A nurse performs passive range-of-motion exercises on a semiconscious client and meets resistance while attempting to extend the right elbow more than 45 degrees. Which action should the nurse take next?
- A. Splint the joint and continue passive range of motion to the shoulder only.
- B. A passive range of motion to the right elbow and the right knee back to the right.
- C. Apply weights to the right distal extremity before initiating any joint exercise.
- D. Continue to move the joint only to the point at which resistance is met.
Correct Answer: D
Rationale: Moving a joint beyond the point at which the client feels pain or resistance can damage the joint. The nurse should move the joint only to the point of resistance to prevent injury. Splinting the joint will not assist the client's range of motion and may restrict it further. The option of passive range of motion to the elbow and knee is unclear and not a standard practice. Applying weights to the extremity will not increase range of motion and could cause harm.
A rehabilitation nurse cares for a client who has generalized weakness and needs assistance with activities of daily living. Which exercise should the nurse implement?
- A. Passive range of motion
- B. Active range of motion
- C. Resistive range of motion
- D. Aerobic exercise
Correct Answer: B
Rationale: Active range of motion exercises promote strength, range of motion, and independence with activities of daily living, making them appropriate for a client with generalized weakness. Passive range of motion is suitable for clients unable to move independently, resistive range of motion may be too strenuous, and aerobic exercise may not directly address the client's need for improved daily function.

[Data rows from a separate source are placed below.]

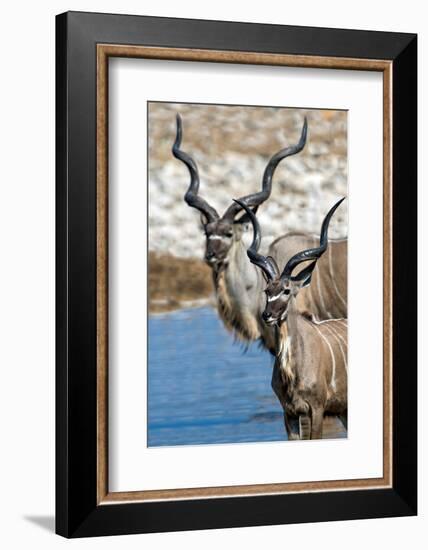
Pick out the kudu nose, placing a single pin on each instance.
(266, 316)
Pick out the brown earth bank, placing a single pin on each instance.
(177, 282)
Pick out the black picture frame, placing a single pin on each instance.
(77, 511)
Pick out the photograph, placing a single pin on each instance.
(247, 273)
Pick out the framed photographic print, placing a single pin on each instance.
(228, 195)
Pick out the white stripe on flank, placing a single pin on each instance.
(338, 338)
(333, 279)
(333, 360)
(329, 321)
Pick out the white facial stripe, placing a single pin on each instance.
(216, 238)
(273, 298)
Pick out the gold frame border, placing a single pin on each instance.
(104, 51)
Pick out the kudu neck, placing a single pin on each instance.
(288, 328)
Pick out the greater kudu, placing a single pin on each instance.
(310, 371)
(237, 282)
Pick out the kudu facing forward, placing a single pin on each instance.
(236, 281)
(310, 370)
(238, 284)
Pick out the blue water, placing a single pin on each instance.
(203, 387)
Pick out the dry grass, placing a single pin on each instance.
(173, 281)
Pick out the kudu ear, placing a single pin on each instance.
(245, 218)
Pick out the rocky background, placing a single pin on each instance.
(231, 146)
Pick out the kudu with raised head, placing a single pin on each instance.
(236, 281)
(310, 371)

A nurse is caring for clients as a member of the rehabilitation team. Which activities should the nurse perform? (Select all that apply.)

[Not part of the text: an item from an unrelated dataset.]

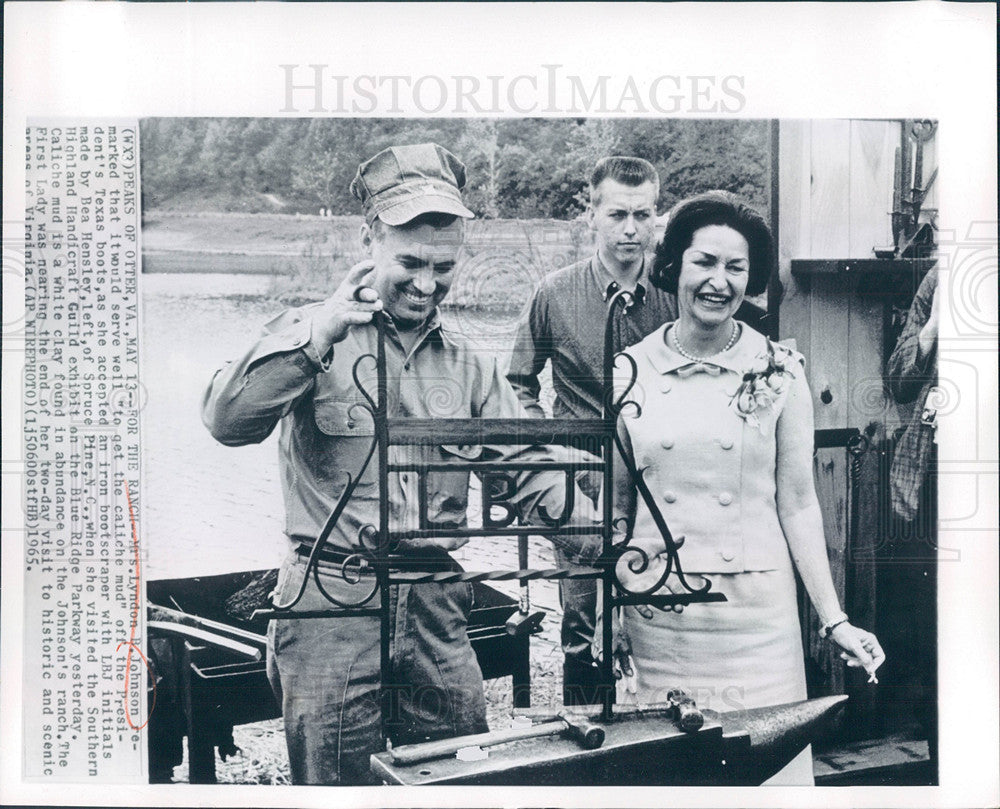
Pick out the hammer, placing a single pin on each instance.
(589, 736)
(679, 706)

- A. Maintain the safety of adaptive devices by monitoring their function and making repairs.
- B. Coordinate rehabilitation team activities to ensure implementation of the plan of care.

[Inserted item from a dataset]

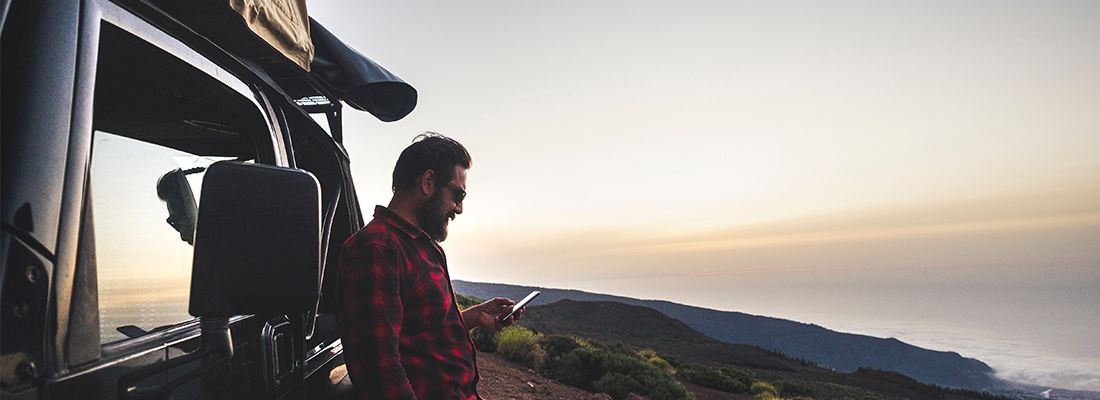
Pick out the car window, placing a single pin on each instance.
(158, 123)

- C. Assist clients to identify support services and resources for the continuation of services.
- D. Counsel clients and family members on strategies to cope with disability.
- E. Support the clients' choices by acting as an advocate for the client and family.
Correct Answer: B,E
Rationale: The rehabilitation nurse coordinates team activities to ensure the plan of care is implemented and advocates for the client and family. Maintaining adaptive devices is the role of a biomedical technician, assisting with support services is the social worker's role, andcounseling on coping strategies is handled by a clinical psychologist.